A Benchmark Dataset for Manipuri Meetei-Mayek Handwritten Character Recognition
datasetposted on 28.09.2019 by Pangambam Singh
Datasets usually provide raw data for analysis. This raw data often comes in spreadsheet form, but can be any collection of data, on which analysis can be performed.
A benchmark dataset is always required for any machine learning based classification or recognition system.
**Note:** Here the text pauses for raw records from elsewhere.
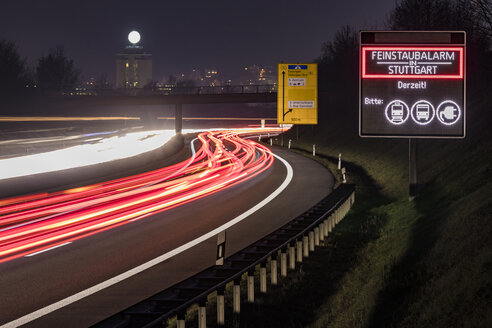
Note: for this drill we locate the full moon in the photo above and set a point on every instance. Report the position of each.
(134, 37)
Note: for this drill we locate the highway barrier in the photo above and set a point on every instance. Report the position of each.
(291, 243)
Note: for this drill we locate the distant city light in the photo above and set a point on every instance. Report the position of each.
(134, 37)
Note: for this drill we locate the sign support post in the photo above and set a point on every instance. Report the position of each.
(297, 98)
(412, 84)
(412, 164)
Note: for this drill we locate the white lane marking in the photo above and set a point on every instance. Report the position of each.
(125, 275)
(48, 249)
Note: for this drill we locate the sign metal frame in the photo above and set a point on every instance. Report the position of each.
(413, 40)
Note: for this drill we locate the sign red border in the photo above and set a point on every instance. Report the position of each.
(414, 76)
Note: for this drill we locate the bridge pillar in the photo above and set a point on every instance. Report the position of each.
(178, 121)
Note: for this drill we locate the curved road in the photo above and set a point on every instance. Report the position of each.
(31, 283)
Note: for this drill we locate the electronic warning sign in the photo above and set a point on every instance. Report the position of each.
(297, 101)
(412, 84)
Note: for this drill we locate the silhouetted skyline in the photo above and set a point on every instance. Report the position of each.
(183, 35)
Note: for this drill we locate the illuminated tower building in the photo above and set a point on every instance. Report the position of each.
(133, 66)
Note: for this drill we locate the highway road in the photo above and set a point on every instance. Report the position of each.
(82, 281)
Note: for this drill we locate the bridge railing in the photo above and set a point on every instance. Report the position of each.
(217, 90)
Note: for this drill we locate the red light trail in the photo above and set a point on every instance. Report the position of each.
(30, 224)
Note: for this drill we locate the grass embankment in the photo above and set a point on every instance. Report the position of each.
(391, 262)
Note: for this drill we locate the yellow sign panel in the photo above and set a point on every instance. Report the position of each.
(297, 101)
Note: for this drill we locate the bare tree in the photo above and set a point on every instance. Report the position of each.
(56, 72)
(13, 74)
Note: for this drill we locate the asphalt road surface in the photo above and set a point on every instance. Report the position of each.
(31, 283)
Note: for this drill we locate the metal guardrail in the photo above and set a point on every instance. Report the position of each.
(289, 244)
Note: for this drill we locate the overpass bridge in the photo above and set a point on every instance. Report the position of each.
(116, 100)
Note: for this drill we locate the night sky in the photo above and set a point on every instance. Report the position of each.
(182, 35)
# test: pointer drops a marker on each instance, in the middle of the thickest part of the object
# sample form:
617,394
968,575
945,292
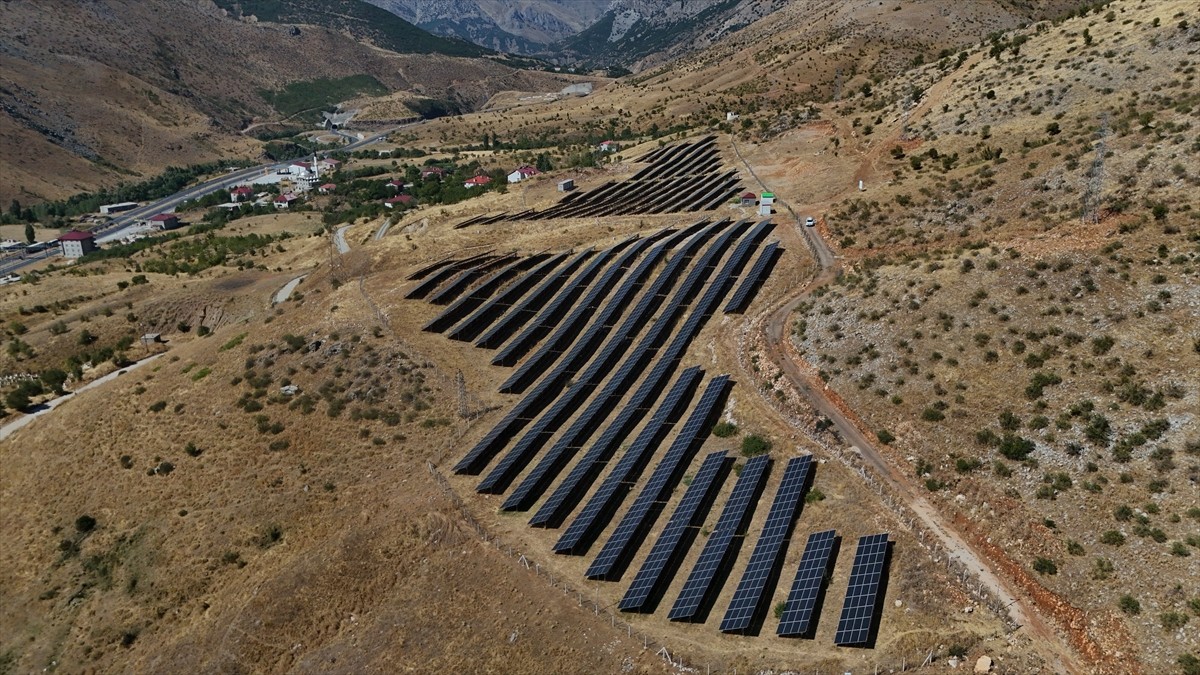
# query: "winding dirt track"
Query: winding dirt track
1021,609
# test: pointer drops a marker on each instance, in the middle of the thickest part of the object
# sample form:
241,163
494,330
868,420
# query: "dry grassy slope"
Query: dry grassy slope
955,328
370,568
100,93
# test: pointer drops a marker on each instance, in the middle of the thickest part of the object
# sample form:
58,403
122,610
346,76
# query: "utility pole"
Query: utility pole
1091,211
461,386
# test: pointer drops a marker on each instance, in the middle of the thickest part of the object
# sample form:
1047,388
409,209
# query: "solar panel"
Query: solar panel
588,321
858,610
763,561
669,547
658,488
742,296
569,493
585,383
487,312
714,556
528,308
810,578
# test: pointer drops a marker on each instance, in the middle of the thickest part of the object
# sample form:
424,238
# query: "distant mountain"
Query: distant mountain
525,27
604,33
359,18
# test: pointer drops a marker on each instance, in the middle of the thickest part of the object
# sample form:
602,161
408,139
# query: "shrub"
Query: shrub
1045,566
1129,605
755,444
1113,538
966,465
725,429
1015,447
1173,620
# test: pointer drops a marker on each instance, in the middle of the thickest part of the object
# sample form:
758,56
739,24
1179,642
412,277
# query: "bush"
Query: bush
1173,620
725,429
755,444
1045,566
966,465
1129,605
1113,538
1015,447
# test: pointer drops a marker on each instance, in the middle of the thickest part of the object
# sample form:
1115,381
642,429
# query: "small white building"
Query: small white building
109,209
77,244
522,173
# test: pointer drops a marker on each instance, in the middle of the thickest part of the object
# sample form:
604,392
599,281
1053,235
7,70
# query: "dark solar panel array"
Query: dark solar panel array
618,384
461,281
715,556
862,593
529,306
587,381
669,548
742,296
588,314
557,309
561,502
807,587
478,296
595,514
749,596
430,269
569,493
490,311
631,529
438,278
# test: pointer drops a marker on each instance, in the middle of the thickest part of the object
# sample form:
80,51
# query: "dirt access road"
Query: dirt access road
1021,609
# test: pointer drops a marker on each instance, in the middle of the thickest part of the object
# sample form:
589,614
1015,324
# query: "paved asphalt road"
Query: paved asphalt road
123,222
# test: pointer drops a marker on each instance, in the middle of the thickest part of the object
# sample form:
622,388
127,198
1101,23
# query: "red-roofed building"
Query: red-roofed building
402,199
165,221
77,244
522,173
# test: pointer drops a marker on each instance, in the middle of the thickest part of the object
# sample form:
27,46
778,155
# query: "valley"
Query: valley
403,419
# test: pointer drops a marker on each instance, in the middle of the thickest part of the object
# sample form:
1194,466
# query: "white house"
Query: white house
522,173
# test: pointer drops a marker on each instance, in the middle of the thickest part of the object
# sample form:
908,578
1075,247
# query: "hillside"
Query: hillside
363,21
130,88
521,28
987,342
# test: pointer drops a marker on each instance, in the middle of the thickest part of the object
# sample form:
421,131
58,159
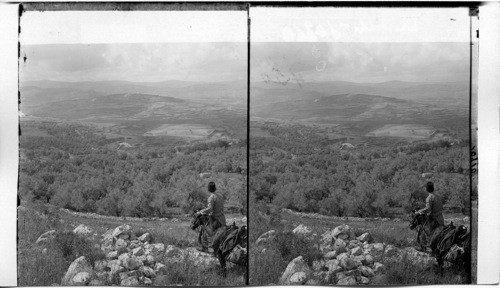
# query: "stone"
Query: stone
390,251
173,251
296,265
298,278
150,260
100,265
122,229
364,280
146,237
160,268
347,263
312,282
266,237
79,265
81,279
366,271
333,267
318,265
302,230
368,260
378,247
148,271
112,255
341,231
120,244
82,230
330,255
138,251
131,281
97,282
342,255
46,237
339,246
349,280
358,260
365,237
147,281
378,267
356,251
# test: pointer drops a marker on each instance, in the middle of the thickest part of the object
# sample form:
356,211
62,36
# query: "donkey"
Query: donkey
440,239
208,227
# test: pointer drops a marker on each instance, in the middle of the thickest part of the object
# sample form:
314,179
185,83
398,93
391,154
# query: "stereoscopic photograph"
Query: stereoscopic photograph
359,146
132,148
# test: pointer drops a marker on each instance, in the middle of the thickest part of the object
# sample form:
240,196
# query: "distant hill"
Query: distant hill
446,93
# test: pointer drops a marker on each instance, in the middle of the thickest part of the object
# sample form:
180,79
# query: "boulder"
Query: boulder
298,278
356,251
342,232
390,251
333,266
138,251
97,282
147,271
147,281
365,237
342,256
79,265
46,237
318,265
302,230
349,280
81,279
364,280
120,245
115,267
368,260
378,267
150,260
130,281
173,251
146,237
82,230
339,246
100,265
160,268
347,263
330,255
124,229
266,237
296,265
112,255
366,271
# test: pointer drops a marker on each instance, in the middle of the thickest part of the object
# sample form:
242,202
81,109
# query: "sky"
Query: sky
148,46
136,62
371,62
360,44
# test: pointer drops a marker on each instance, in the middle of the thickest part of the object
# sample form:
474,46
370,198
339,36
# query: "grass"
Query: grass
266,267
36,268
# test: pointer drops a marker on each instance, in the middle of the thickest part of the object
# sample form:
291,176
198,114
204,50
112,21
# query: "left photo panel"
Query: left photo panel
132,146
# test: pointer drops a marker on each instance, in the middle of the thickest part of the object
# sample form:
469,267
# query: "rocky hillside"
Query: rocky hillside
129,259
346,259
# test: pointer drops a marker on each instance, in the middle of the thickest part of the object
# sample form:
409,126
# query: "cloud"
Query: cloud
135,62
362,62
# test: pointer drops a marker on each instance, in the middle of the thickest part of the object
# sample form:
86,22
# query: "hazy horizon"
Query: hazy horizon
143,62
301,62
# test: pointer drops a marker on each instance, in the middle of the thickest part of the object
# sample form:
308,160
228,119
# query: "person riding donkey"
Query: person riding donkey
434,210
215,210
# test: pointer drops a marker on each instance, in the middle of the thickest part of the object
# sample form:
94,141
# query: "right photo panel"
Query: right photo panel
359,168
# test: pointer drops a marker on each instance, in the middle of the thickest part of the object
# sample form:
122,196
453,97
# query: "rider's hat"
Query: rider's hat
211,187
430,187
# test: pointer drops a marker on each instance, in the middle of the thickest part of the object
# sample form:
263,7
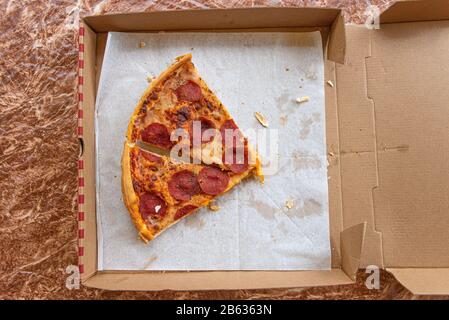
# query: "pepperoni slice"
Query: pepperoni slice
230,129
184,211
212,180
151,157
206,124
189,91
151,205
183,185
157,134
238,162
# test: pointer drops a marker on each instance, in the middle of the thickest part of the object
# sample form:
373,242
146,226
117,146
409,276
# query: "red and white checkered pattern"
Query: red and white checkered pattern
80,162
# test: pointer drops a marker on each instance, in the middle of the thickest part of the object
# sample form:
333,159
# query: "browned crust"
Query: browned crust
154,84
130,197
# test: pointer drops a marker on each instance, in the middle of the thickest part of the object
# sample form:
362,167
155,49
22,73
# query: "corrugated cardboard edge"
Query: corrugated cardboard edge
80,161
129,280
416,10
351,244
423,281
337,41
224,280
86,199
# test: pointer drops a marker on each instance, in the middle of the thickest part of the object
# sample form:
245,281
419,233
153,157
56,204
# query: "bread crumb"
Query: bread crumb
302,99
213,207
261,119
289,204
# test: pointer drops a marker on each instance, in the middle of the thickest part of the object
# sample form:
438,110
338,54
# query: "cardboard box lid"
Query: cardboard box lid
393,120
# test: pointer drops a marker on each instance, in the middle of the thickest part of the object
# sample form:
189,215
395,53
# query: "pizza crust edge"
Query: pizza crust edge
130,197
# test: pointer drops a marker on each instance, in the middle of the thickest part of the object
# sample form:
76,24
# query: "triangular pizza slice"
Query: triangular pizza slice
159,191
179,113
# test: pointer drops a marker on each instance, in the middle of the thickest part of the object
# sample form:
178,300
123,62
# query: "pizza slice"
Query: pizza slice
159,191
180,101
178,112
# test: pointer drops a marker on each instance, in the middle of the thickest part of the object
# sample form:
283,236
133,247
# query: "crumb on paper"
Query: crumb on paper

To the best of our knowledge, no benchmark dataset exists for handwritten character recognition of Manipuri Meetei-Mayek script in public domain so far. In this work, we introduce a handwritten Manipuri Meetei-Mayek character dataset which consists of more than 5000 data samples which were collected from a diverse population group among three different districts of Manipur, India (Imphal East District, Thoubal District and Kamjong District) during March and April 2019. Each individual was asked to write all the Manipuri characters on one A4-size paper. The recorded responses are scanned with the help of a scanner and then each character is manually segmented from the scanned image. The whole dataset is divided into five categories: 1. Mapi Mayek 2. Lonsum Mayek 3. Cheitap Mayek 4. Cheising Mayek 5. Khutam Mayek. This dataset consists of scanned images of handwritten Manipuri Meetei-Mayek characters in .JPG format as well as in .MAT format.